Energy as a Locally Desirable Land Use
Thursday, October 17, 2019
Professor Hannah Wiseman
Florida State University College of Law
Energy generation is a classic example of a locally undesirable land use (LULU). Everyone needs energy, but many residents fervently oppose proposals to build a wind farm on a local mountaintop or hydraulically fracture a gas well near their neighborhood. The response is therefore typically a “not in my back yard,” or NIMBY, argument. But changes in technology, markets, and the law are making energy different from other LULUs. These changes allow communities to make more choices about the types of energy they prefer and to better address concerns about undesirable energy development within their locality.
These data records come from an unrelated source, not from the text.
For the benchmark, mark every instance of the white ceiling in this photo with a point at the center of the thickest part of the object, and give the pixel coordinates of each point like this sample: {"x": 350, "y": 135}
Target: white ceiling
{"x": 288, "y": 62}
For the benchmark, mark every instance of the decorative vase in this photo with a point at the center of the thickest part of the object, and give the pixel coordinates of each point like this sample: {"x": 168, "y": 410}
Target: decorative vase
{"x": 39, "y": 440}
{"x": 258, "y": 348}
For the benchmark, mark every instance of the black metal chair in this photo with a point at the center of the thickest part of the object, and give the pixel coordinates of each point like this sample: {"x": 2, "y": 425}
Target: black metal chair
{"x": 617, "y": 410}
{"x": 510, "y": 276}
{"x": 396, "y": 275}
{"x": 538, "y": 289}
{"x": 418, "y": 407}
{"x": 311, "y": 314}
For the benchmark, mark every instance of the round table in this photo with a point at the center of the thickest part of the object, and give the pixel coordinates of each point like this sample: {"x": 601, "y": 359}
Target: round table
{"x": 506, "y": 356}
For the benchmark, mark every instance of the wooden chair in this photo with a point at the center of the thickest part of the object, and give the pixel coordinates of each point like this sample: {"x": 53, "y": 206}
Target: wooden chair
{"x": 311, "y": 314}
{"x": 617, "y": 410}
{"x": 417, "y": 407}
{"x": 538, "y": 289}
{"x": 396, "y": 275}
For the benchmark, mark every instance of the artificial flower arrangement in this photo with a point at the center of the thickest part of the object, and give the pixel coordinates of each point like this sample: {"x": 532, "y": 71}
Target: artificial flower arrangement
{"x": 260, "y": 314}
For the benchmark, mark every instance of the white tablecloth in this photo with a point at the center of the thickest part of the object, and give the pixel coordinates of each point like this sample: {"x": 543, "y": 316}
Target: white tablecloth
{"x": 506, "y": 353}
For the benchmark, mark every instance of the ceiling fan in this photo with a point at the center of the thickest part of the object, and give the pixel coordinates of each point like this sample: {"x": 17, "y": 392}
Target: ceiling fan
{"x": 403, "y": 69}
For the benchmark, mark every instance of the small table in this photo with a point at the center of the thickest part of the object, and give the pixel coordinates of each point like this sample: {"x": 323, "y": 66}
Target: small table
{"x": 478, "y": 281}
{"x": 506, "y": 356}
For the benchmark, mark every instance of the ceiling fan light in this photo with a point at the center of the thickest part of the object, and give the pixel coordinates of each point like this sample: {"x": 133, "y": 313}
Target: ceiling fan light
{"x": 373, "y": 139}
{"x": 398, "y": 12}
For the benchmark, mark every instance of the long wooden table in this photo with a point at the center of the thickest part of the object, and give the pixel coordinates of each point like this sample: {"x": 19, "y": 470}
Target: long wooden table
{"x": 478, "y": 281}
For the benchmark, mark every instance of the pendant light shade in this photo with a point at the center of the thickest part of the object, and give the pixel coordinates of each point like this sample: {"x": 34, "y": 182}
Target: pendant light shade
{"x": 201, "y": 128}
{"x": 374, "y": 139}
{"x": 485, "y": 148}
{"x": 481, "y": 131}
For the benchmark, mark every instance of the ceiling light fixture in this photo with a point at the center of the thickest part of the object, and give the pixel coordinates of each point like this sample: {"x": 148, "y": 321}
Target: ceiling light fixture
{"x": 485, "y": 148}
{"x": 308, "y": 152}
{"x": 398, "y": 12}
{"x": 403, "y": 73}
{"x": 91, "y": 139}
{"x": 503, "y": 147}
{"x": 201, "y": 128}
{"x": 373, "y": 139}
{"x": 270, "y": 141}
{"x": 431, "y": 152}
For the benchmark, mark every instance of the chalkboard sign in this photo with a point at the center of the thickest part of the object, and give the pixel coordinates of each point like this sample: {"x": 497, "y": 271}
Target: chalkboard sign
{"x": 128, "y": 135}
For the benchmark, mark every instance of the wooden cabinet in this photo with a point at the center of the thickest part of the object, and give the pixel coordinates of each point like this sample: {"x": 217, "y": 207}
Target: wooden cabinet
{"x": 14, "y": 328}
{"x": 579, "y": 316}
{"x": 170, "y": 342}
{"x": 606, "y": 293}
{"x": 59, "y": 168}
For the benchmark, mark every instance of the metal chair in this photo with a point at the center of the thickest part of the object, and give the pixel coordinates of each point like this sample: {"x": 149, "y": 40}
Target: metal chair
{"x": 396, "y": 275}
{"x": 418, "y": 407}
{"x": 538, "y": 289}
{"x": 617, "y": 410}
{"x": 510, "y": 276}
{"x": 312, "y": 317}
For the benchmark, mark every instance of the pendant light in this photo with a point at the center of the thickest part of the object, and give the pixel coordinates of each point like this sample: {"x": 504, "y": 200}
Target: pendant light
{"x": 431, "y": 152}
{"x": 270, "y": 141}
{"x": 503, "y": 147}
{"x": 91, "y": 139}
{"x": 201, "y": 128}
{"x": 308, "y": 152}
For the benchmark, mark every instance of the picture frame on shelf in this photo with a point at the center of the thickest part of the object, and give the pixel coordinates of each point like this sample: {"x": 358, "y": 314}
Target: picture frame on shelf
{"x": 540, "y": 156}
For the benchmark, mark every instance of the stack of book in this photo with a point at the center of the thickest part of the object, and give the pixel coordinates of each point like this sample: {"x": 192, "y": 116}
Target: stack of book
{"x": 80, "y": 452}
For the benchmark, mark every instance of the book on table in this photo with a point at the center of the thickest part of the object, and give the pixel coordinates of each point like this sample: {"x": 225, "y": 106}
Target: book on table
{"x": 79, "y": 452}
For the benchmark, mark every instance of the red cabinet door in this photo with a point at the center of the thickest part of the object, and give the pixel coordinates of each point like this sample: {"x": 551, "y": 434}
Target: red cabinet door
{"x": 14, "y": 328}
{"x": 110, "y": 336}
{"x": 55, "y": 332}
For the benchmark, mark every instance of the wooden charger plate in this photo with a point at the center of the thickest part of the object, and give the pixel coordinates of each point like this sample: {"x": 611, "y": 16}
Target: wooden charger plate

From a technological perspective, advances in energy storage and distributed (on-site) energy generation mean that large generating equipment and transmission lines can sometimes be avoided in places where there is strong opposition to these land uses. Technological changes such as horizontal drilling also allow oil and gas companies to locate miles from the target formation, thus avoiding certain surface locations. (Pipelines are still a challenge, though.) In terms of markets, energy development is moving towards economically competitive distributed solar and mid-scale renewable generation coupled with battery storage—also aided by subsidies and mandates. Finally, a range of legal solutions, such as community choice aggregation, updated building and zoning codes, locally-applicable taxes on hydraulically fractured wells, and bonding requirements increasingly empower communities to better align energy development with residents’ preferences, or, at minimum, to better address the damages of energy development.